Hmmm, I wonder how many others have pushed the FS kool-aid away in favor of a quality achro?

Jim


I think what happens sometimes is that these long tube refractors are known for planetary and double star splitting, both of which does not required dark skies to observe them in, unlike deep space observing. Because of this, most of us can just set up a long tube refractor in our back yard and not worry about transporting them to dark skies to bring out their full potential.

Also, a long tube refractor is just fun to have, and look at, and look through. Its what most of us grew up wanting. I have a TSA-102 and a TOA-130 and I doubt Id ever sell either, but I would like to get my hands on a 8" F12 refractor, just for back yard planetary fun.
Like most of us who have different scopes for different reasons, I like the portability of my TSA. Last night for example, Jupiter was 1 degree from the moon. I got home from work at 6:15pm and had my TSA on my Vixen mount by 6:30pm, and spend a few hrs just having some fun with that fast set up. Sometimes thats all I need the scope for. A long tube refractor would have taken more time, and more set up, so the little shorty got the job done.
In the cold of this current winter we are having, I seldom venture away from home to observe, its just too cold and I cant get anyone to go out with me for an all nighter. Because of this, especially how Jupiter has been putting on an excellent show this winter, back yard planetary observing means we can just set up what we want and enjoy astronomy in our back yard where setting up a fun long tube refractor is a blast.
Finally, I think also, as more of us become more acquainted with these ultra expensive APO telescopes, and compare then to some of the very nice achromatic scopes that we are now seeing on the market, we realize that the APO isn't our only choice any more, if we just want a planetary scope, and don't want to pay for those ridiculously high prices people are asking for them.
Chromatic Aberration to me, is more of a forum topic, than a reality in observing, especially when we are looking through a long tube achromatic refractor.
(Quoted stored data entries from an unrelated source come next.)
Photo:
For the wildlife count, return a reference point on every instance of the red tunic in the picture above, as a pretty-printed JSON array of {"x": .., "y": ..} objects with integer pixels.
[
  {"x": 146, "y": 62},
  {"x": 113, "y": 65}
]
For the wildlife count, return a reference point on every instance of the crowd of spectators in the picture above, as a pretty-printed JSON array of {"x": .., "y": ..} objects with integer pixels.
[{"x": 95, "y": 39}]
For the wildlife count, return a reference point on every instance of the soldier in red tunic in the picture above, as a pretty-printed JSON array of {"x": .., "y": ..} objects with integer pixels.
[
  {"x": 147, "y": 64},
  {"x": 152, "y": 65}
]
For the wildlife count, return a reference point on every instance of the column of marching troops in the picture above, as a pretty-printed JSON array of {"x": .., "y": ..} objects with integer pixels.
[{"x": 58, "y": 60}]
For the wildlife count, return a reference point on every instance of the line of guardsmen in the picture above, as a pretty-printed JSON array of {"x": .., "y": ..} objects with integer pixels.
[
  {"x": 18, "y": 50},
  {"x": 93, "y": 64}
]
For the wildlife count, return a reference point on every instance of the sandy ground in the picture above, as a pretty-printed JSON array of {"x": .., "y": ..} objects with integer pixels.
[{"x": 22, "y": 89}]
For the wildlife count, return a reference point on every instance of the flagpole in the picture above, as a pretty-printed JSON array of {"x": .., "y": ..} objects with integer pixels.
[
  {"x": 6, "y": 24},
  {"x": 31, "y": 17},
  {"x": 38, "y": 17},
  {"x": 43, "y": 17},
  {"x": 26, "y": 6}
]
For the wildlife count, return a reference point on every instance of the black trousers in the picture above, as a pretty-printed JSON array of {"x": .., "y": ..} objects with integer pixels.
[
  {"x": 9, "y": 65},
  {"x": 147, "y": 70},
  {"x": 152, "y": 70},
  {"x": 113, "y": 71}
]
The tiny bit of color that does make it to the eyepiece is far less a factor any more, and the cost of these long tube refractors from D & G and now ISTAR, are making it fun to bring us back to the reality of how fun refractors can be, without the horrendous cost of an APO refractor.
I mean, seriously, over $11K for a TOA-150 or $10K for a TEC-160, when you can pick up a beautiful long tube ISTAR or D & G for one third to one forth that, and still have a serious beautiful planetary telescope that absolutely gets the Job done, not just on planetary observing, but for deep space and everything else you can point these beautiful scopes at.
Could we possibly be seeing the demise and lust for these ultra expensive APO's, because modern computer designed lens and excellent focusers and baffled tubes are now everywhere to be found at reasonable costs now, finally, with excellent optics?
I hope so, because Ive never wanted a long tube refractor more, and with ISTAR, D&G and even Skylight showing us that there are excellent alternatives. we now have more choices than ever.
Everyone is making a quality telescope now with quality optics, even at F/5 now!!